Chemical recycling is a promising alternative. Plastic is broken down to its molecular building blocks, and then converted to a variety of new materials from the waste, including virgin-quality plastic. There is significant investment in chemical recycling but it is still in its infancy: it works in labs where the quality of the feedstock – the plastic to be recycled – can be tightly controlled but, in the real world, where a rogue shoe can find its way into a recycling bag, there are likely to be more challenges.
Meanwhile, NGOs warn there is an environmental cost to recycling. There is not yet enough research about the relative environmental impacts of chemical recycling, mechanical recycling, virgin-plastic production and production of alternatives, such as glass or cotton. Factors such as the transportation of end-use products play a part – for instance, plastic bottles have a smaller carbon footprint than glass bottles because they are lighter.
The economic impact of the pandemic and the related drop in virgin plastic prices reduced demand for more costly recycled materials and chemical recycling projects slowed due to delayed investment decisions. Sustainability slipped down the agenda during the crisis but the UN Climate Conference in Glasgow in November is refocusing minds.
Regulatory action linked to coronavirus recovery has already been introduced in the form of the EU plastics charge, which came on top of existing announcements from Italy, Spain and the UK – all of which are planning to introduce plastic taxes. Meanwhile, signatories to the US Plastics Pact and the Ellen MacArthur Foundation are eager to show progress.
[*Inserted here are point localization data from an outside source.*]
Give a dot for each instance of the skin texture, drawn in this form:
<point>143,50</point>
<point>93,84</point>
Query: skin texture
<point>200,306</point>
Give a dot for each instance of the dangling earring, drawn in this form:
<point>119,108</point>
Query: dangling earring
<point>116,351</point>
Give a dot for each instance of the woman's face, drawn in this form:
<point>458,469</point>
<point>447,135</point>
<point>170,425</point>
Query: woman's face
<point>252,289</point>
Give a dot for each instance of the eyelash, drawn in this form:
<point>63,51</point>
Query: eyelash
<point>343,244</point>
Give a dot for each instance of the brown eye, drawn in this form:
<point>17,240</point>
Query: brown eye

Consumers, too, are piling on pressure and many brands have committed to using more recycled material. Unilever, for instance, has pledged to halve virgin plastic use by 2025, and both Tesco and Mars have begun trialling food-grade chemically recycled plastics. BASF has predicted Europe could reach 1 million tons per year of chemically recycled plastics by 2025.
A circular economy
Solving the problem of plastic is one of the biggest challenges humanity has faced. Nearly all manufactured goods contain plastics and many are essential – if items containing plastic were removed from hospitals, for instance, there would be little remaining.
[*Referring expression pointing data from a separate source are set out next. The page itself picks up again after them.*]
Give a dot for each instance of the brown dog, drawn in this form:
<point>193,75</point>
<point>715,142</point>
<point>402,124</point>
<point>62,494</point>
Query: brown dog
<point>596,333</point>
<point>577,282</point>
“To the general public, the plastic problem is all about disposable single-use packaging," says Charlotte Williams, Professor of Inorganic Chemistry at the University of Oxford and a Lead Researcher on the Future of Plastics. "But it’s essential to realise that demonising polymers and plastics is not the solution. They are more than simply packaging. We use plastics because they can do things other materials cannot. Many of the technologies of the future, from electric transport to medical devices, will rely on really good polymeric materials.”
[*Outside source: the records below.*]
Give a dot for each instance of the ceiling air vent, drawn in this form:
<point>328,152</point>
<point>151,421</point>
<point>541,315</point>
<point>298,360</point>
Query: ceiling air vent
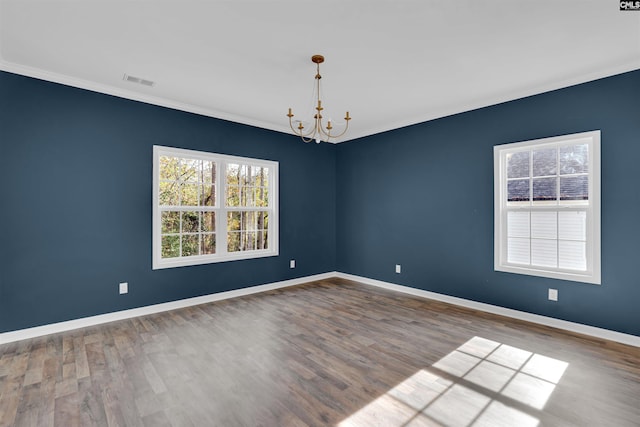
<point>138,80</point>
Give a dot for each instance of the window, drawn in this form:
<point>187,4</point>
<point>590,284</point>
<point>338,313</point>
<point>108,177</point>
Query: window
<point>212,208</point>
<point>547,207</point>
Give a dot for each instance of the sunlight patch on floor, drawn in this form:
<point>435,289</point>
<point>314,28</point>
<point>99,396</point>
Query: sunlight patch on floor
<point>481,383</point>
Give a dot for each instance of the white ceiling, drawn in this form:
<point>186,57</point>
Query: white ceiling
<point>391,63</point>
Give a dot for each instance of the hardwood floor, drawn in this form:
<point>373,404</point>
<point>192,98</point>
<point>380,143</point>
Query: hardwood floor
<point>326,353</point>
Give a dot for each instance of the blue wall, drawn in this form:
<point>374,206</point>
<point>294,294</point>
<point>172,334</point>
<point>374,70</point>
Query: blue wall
<point>76,203</point>
<point>422,197</point>
<point>76,211</point>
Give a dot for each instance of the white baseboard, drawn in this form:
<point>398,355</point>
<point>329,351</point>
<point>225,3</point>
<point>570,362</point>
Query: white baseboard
<point>515,314</point>
<point>84,322</point>
<point>38,331</point>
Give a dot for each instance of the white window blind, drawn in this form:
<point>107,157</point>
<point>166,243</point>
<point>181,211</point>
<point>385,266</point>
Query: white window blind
<point>547,207</point>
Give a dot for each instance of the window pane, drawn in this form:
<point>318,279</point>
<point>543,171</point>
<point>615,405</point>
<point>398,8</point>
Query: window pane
<point>190,222</point>
<point>169,168</point>
<point>544,253</point>
<point>572,255</point>
<point>233,174</point>
<point>190,245</point>
<point>544,225</point>
<point>208,244</point>
<point>545,162</point>
<point>518,190</point>
<point>189,170</point>
<point>262,197</point>
<point>170,222</point>
<point>233,196</point>
<point>518,165</point>
<point>189,194</point>
<point>544,189</point>
<point>574,159</point>
<point>234,221</point>
<point>518,224</point>
<point>262,240</point>
<point>572,225</point>
<point>170,246</point>
<point>208,222</point>
<point>249,241</point>
<point>208,195</point>
<point>169,194</point>
<point>574,188</point>
<point>233,241</point>
<point>518,251</point>
<point>208,172</point>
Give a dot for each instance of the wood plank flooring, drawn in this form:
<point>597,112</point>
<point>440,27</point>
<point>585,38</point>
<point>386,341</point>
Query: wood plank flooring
<point>326,353</point>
The solution is likely to involve improving recycling infrastructures; designing new, more sustainable plastics; designing products with an end-of-life plan; finding new ways to degrade plastics – such as plastic-eating mealworms and microbes; and diversifying the raw materials that make plastics to plant-based alternatives. The goal is a circular economy that minimises the environmental impact of plastics without losing their many benefits. Plastics is not the problem, it's plastic waste. It is a future managing director Dean Curtis is so determined to achieve he has recruited an Olympic psychologist from British Rowing to help him build the kind of high-performance culture that can take on a challenge of this scale.